Legendre symbol of $(-3/p)$.

Question

Question. Show $$\Big(\frac{-3}{p}\Big)=\begin{cases}+1 & p\equiv 1\bmod 3,\\ -1 & p\equiv 2\bmod 3. \end{cases}$$

Attempt. So, using the established results of $$\Big(\frac{3}{p} \Big) = \begin{cases}+1 & p\equiv\pm1\bmod 12,\\ -1 & p\equiv\pm5\bmod 12,\end{cases}$$ $$\Big(\frac{-1}{p}\Big)=\begin{cases}+1 & p\equiv1\bmod 4,\\ -1 & p\equiv3\bmod 4,\end{cases}$$ and observing that $$\Big(\frac{-1}{p} \Big) = \begin{cases}+1 & p\equiv1,5\bmod 12,\\ -1 & p\equiv7,11\bmod 12,\end{cases}$$ we get $$\Big(\frac{-3}{p}\Big)=\begin{cases}+1 & p\equiv 1,7\bmod 12,\\ -1 & p\equiv 5,11\bmod 12. \end{cases}$$ Providing I've carried this out right; how can I reduce this further so it is in the form of modulo $3$?

Answer 1

You have that $p\equiv 1,7\pmod{12}$ if and only if $p\equiv 1\pmod{3}$ and $p$ odd.

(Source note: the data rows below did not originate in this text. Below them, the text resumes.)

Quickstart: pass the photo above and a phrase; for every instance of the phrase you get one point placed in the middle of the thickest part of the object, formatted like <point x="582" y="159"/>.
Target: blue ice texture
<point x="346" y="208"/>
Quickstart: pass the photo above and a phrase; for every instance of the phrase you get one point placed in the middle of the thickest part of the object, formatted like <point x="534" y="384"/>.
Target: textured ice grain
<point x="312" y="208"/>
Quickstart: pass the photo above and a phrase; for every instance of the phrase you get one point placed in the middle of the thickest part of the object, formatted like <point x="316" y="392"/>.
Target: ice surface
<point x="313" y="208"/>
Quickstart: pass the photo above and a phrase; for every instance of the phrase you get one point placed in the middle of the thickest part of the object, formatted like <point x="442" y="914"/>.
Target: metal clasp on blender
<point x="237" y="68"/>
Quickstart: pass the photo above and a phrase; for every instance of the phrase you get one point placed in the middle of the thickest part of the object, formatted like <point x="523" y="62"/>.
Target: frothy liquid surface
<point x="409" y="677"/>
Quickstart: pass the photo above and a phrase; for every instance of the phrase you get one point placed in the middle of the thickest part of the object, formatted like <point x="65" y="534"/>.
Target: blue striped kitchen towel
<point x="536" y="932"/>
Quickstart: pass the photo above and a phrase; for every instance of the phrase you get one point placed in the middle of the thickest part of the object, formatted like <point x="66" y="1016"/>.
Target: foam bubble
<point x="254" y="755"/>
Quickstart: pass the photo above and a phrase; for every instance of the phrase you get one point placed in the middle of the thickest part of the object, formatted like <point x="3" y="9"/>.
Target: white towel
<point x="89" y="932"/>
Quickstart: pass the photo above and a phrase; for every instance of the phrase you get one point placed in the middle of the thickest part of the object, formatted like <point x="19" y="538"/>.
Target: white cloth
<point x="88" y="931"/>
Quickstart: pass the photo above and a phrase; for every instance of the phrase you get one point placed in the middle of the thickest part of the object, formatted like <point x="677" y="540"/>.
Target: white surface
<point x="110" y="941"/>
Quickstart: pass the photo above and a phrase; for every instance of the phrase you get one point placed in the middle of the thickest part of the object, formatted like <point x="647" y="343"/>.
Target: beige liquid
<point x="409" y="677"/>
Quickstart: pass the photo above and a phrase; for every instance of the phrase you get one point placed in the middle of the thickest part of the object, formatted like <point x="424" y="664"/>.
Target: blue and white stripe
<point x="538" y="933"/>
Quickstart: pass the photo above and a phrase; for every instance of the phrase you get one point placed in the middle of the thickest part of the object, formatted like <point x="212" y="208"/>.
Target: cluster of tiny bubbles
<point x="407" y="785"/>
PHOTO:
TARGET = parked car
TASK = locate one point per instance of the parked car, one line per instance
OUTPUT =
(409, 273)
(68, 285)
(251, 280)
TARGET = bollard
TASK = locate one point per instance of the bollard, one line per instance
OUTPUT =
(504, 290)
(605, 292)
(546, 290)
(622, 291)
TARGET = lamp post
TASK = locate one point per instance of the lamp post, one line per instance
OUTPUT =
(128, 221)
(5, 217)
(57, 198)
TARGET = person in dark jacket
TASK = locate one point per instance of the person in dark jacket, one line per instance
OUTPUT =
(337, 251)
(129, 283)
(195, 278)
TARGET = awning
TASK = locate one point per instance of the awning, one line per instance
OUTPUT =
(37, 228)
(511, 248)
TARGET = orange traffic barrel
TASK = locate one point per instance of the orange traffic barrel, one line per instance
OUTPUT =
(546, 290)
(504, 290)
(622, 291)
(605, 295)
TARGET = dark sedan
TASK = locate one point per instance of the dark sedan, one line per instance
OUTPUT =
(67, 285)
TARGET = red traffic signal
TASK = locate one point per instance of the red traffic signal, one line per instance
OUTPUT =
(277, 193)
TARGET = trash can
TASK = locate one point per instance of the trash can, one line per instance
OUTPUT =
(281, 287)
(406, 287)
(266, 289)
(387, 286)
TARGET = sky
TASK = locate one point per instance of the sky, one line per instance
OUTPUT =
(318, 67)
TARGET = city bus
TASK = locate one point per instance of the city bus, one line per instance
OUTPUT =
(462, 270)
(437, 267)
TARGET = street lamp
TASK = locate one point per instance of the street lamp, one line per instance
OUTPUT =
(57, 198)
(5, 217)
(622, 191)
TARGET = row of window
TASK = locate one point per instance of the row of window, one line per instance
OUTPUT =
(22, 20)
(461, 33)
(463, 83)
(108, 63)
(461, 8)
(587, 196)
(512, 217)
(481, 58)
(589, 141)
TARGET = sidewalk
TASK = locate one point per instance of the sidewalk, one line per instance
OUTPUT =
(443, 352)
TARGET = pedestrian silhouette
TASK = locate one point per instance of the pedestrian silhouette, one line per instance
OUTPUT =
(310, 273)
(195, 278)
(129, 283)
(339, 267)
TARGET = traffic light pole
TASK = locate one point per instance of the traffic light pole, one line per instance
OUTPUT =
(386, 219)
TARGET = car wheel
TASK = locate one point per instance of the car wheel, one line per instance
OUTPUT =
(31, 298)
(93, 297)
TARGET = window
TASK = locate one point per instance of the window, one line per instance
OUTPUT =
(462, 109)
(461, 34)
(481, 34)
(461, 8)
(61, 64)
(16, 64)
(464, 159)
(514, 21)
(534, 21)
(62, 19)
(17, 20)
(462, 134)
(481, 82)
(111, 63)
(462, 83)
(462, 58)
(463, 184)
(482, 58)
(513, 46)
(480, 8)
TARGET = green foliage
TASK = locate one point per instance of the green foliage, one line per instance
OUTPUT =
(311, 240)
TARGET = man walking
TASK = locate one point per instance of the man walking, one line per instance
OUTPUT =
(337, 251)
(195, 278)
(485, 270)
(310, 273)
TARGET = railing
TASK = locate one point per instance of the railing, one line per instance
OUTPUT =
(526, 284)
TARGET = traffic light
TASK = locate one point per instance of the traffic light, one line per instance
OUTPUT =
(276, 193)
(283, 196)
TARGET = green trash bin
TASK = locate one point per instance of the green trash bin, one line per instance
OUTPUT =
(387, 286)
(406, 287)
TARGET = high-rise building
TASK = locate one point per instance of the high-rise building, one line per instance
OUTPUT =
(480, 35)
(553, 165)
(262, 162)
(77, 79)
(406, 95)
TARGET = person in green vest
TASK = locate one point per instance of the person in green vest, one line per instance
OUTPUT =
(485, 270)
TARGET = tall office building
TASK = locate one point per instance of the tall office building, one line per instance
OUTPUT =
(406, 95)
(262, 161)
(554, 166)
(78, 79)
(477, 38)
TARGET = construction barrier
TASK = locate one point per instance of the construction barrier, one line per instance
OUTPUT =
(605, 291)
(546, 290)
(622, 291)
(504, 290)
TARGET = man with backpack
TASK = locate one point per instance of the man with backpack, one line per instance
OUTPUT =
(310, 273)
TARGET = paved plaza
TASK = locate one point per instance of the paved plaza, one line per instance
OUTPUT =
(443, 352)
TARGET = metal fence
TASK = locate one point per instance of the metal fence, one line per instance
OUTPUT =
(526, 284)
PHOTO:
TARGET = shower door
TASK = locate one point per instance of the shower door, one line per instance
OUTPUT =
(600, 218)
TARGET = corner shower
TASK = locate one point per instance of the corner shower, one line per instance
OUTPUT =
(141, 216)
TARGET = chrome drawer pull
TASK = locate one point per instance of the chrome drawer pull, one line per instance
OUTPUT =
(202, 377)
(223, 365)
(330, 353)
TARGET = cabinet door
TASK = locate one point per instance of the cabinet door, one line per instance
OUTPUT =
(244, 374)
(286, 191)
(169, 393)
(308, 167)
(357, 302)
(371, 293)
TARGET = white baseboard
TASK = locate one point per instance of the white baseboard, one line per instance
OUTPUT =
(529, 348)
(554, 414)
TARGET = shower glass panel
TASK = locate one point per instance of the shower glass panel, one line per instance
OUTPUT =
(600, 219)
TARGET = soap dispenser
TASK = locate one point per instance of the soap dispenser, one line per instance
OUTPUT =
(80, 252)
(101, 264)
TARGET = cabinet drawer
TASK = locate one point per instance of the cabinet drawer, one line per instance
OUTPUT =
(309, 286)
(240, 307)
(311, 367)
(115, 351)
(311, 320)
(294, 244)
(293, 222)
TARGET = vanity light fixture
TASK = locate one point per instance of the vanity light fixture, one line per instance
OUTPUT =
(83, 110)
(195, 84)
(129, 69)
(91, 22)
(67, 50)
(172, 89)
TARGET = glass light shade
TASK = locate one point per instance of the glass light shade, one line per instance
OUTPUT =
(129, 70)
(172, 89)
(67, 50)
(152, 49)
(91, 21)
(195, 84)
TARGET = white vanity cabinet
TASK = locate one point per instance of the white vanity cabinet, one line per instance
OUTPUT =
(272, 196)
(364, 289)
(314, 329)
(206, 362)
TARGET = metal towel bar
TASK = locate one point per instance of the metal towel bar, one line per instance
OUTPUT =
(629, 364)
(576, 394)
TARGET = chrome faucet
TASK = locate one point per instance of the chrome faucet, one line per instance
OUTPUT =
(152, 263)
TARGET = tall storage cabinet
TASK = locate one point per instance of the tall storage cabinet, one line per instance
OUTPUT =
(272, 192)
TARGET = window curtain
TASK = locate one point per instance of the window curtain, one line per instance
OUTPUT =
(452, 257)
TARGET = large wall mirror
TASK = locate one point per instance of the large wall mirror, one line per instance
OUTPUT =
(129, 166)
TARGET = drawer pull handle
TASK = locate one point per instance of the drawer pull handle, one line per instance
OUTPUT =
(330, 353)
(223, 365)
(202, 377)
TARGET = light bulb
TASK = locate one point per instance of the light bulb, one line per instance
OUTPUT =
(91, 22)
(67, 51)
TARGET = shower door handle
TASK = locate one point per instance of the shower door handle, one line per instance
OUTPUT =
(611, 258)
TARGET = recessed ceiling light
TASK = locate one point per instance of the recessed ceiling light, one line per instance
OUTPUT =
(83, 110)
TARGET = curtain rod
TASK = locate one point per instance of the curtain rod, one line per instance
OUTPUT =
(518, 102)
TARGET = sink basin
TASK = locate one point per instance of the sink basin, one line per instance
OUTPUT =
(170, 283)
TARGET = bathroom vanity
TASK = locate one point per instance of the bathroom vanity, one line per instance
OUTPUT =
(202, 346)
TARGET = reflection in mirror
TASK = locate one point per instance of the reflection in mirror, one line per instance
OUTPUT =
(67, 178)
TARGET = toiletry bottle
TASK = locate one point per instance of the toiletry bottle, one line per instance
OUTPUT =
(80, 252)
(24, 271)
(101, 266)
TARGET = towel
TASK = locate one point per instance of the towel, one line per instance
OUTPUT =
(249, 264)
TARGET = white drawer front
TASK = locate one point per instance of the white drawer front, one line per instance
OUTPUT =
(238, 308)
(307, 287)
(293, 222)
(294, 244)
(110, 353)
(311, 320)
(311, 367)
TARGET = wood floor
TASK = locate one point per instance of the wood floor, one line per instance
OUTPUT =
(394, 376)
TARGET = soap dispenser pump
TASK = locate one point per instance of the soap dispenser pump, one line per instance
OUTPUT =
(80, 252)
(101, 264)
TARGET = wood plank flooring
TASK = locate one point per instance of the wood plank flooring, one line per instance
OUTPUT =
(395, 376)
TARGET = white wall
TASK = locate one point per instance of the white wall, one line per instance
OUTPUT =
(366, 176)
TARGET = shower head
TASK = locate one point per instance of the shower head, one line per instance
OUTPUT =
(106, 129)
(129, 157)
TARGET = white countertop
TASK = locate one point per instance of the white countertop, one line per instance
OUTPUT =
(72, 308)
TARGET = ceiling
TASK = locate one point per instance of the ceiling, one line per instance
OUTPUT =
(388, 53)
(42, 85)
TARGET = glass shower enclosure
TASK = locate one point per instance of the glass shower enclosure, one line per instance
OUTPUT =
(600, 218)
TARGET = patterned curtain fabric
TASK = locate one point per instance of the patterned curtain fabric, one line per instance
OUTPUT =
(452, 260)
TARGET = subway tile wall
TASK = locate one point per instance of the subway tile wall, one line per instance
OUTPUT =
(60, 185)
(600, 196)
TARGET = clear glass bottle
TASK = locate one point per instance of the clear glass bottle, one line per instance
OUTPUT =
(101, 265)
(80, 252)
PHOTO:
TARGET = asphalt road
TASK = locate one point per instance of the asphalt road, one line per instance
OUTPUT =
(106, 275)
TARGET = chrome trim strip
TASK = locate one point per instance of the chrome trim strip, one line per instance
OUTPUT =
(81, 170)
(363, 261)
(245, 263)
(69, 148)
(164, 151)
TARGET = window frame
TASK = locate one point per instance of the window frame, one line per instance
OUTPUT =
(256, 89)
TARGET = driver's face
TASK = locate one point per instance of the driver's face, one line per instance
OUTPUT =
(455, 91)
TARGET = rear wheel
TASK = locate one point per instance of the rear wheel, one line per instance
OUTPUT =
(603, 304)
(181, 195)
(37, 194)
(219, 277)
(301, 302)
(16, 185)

Similarly for $p\equiv 5,11\pmod{12}$ and $p$ odd with $p\equiv 2\pmod{3}.$\

There is an easier approach if you know quadratic reciprocity:

$$\begin{align}\left(\frac{-3}{p}\right)&=\left(\frac{-1}{p}\right)\left(\frac{3}{p}\right)\\ &=\left(-1\right)^{\frac{p-1}{2}}\left(-1\right)^{\frac{p-1}{2}\frac{3-1}{2}}\left(\frac{p}{3}\right)\\ &=(-1)^{p-1}\left(\frac p3\right)\\&=\left(\frac{p}{3}\right) \end{align}$$

More generally, when $q\equiv 3\pmod{4}$ is a prime you get that:

$$\left(\frac{-q}{p}\right)=\left(\frac{p}{q}\right)$$

Answer 2

$p \equiv 1 \bmod 3$ iff $p \equiv 1,4,7,10 \bmod 12$, but $p \not\equiv 4,10 \bmod 12$ because $p$ is odd.

$p \equiv 2 \bmod 3$ iff $p \equiv 2,5,8,11 \bmod 12$, but $p \not\equiv 2,8 \bmod 12$ because $p$ is odd.